Right now I'm milking 9 Lamancha Does by hand, hard on the hands for sure. I also have a few that refuse to ever dry up, some I get a gallon and a half a day, every day, almost too friendly, hard to beat the breed. Only thing bad I can say about them is they insist on chewing on your clothes


----------



## Caprice Acres (Mar 6, 2005)

@Wyatt, this thread is from '04.  

I recently bought a complete ready to use 2 goat bucket milker from the Parts Department, with silicone milk hoses. It doesn't include the vacuum pump, but has just about everything else for milking and it was 500.00. Your only consideration would be that this is a 35lb bucket - it holds a little over 4 gallons of milk. If your 9 does are producing over 4lbs of milk per milking you may want to get some food grade plastic buckets to use as milk totes because you'll need to pour off the milk part way through.

http://www.partsdeptonline.com/COMP...62997-CLUSTERS/productinfo/62585G-2/SIL HOSE/

Sadly, I have yet to set it up.  I got it to save my dad the chores but we haven't really had a driving need to use it yet. Other people I talked to really like it, and it seems to be a great price from what I could find. We did end up buying a vacuum pump from the local Harbor Freight tools.


----------



## Caprice Acres (Mar 6, 2005)

Wyatt said:


> Only thing bad I can say about them is they insist on chewing on your clothes


Good luck finding a breed of goat DOESN'T do that.  I'm glad you're enjoying your LM's.


----------



## billinwv (Sep 27, 2013)

EZ Milking Supply in PA has an excellent set-up. They don't sell direct anymore but, will direct you to a distributor.


----------



## Alice In TX/MO (May 10, 2002)

http://www.perrysmilkers.com/


----------



## coso (Feb 24, 2004)

Make sure you overbuy not under buy the vacuum you need.

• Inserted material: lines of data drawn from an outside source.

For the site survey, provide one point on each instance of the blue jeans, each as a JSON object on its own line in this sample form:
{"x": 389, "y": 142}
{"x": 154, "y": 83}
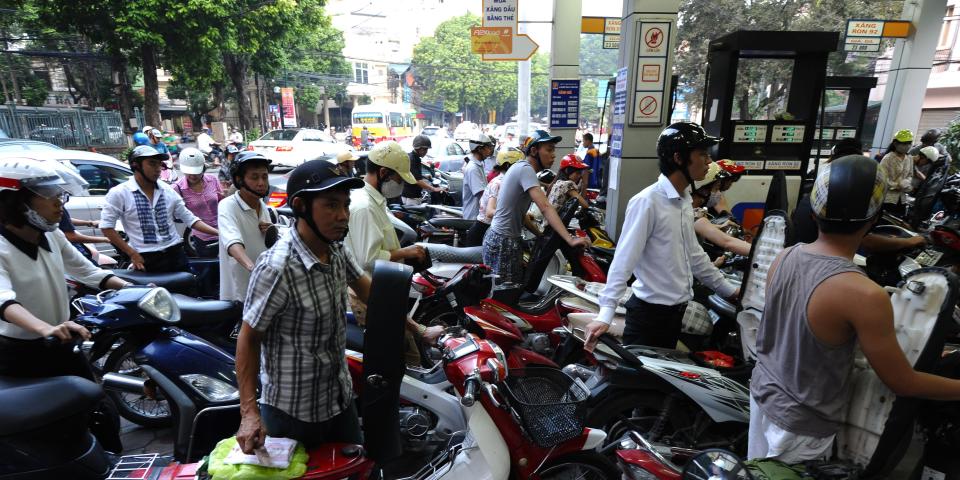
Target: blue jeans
{"x": 342, "y": 428}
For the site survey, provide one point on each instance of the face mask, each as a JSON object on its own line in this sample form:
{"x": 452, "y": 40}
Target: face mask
{"x": 714, "y": 199}
{"x": 391, "y": 189}
{"x": 37, "y": 221}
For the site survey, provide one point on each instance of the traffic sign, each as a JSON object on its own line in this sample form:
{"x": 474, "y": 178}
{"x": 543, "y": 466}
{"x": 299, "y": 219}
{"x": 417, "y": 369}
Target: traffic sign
{"x": 502, "y": 14}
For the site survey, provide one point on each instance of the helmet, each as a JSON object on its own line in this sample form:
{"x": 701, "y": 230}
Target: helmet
{"x": 421, "y": 141}
{"x": 389, "y": 154}
{"x": 571, "y": 160}
{"x": 931, "y": 153}
{"x": 538, "y": 137}
{"x": 191, "y": 161}
{"x": 346, "y": 156}
{"x": 930, "y": 137}
{"x": 904, "y": 136}
{"x": 317, "y": 176}
{"x": 509, "y": 156}
{"x": 244, "y": 160}
{"x": 731, "y": 167}
{"x": 682, "y": 137}
{"x": 47, "y": 179}
{"x": 480, "y": 140}
{"x": 546, "y": 176}
{"x": 848, "y": 189}
{"x": 145, "y": 151}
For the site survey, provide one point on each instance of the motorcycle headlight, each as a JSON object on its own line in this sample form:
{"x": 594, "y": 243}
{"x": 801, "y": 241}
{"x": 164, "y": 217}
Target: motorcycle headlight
{"x": 158, "y": 303}
{"x": 210, "y": 388}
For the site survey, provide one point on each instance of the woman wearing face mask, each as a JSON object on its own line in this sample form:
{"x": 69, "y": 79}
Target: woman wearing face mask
{"x": 705, "y": 198}
{"x": 898, "y": 167}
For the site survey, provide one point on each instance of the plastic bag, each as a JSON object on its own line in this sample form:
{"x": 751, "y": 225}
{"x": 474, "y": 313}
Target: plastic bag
{"x": 221, "y": 471}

It is really frustrating when you can't get vacuum or you don't have enough vacuum to make things run properly. Hamby Dairy supply is another one to look at when you are researching, I use Parts Dept. most of the time.


----------



## billinwv (Sep 27, 2013)

mysticokra said:


> I don't want to be a large dairy, but would be interested in a machine that could milk four goats. Anyone know of a smaller unit?
> 
> I could also use a source for good stainless steel buckets.
> 
> Thanks.


If you only have four goats you don't want a machine that will milk them all at once(think I am reading you right). You only need a single claw. I would buy one with a vacuum pump that could handle two. I milked 18 with a single claw. Two milk stands with me in the middle. Milk one, prep other, switch milker, bring in next doe. You get the idea. I sold milk then(bootlegged) to white tail deer raisers for 6$ a gal. Wish I could still do that.


----------



## Jay27 (Jan 11, 2010)

Make your own! Hubby turned a old air compressor into a vacuum pump... Then we got an old surge (single cow) bucket... Milks 2 goats at a time... Cost us $50


----------



## Doug Hodges (Jul 22, 2013)

Spent a grand. Bought a Perrys set up for two goats. It works great. We are finding we prefer hand milking. 


http://www.spottednubian.com/index.html
https://www.facebook.com/doug.hodges.750


----------



## collegeboundgal (Jul 17, 2005)

Jay27 said:


> Make your own! Hubby turned a old air compressor into a vacuum pump... Then we got an old surge (single cow) bucket... Milks 2 goats at a time... Cost us $50


think he'd give us some directions on how to do this?


----------



## wintrrwolf (Sep 29, 2009)

I have tried Maggidan's hand pump milker, 1st one I got was excellent the 2nd one didn't last as long.
Tried Segal 2 goat pump milker the hoses don't like the cold, always had to finish off by hand anyways.
and also have the Dansha farms small electric pump milker never quite milked them out always had to hand finish.
currently I am milking by hand...I am faster and I don't have to hassle with the dang teet cups, suction, and jars.


----------



## SJSFarm (Jun 13, 2012)

I picked up a Simple Pulse last year and it worked great on the one I had milking. 

I can't wait to have my girls freshen !


----------



## harvestmoonfarm (Nov 24, 2012)

I *love* my milker from Mike Perry! I was only milking 3 last year (will be 6 this year), but the machine made milking a breeze. I'll never go back to hand milking; these old hands just can't handle it.


----------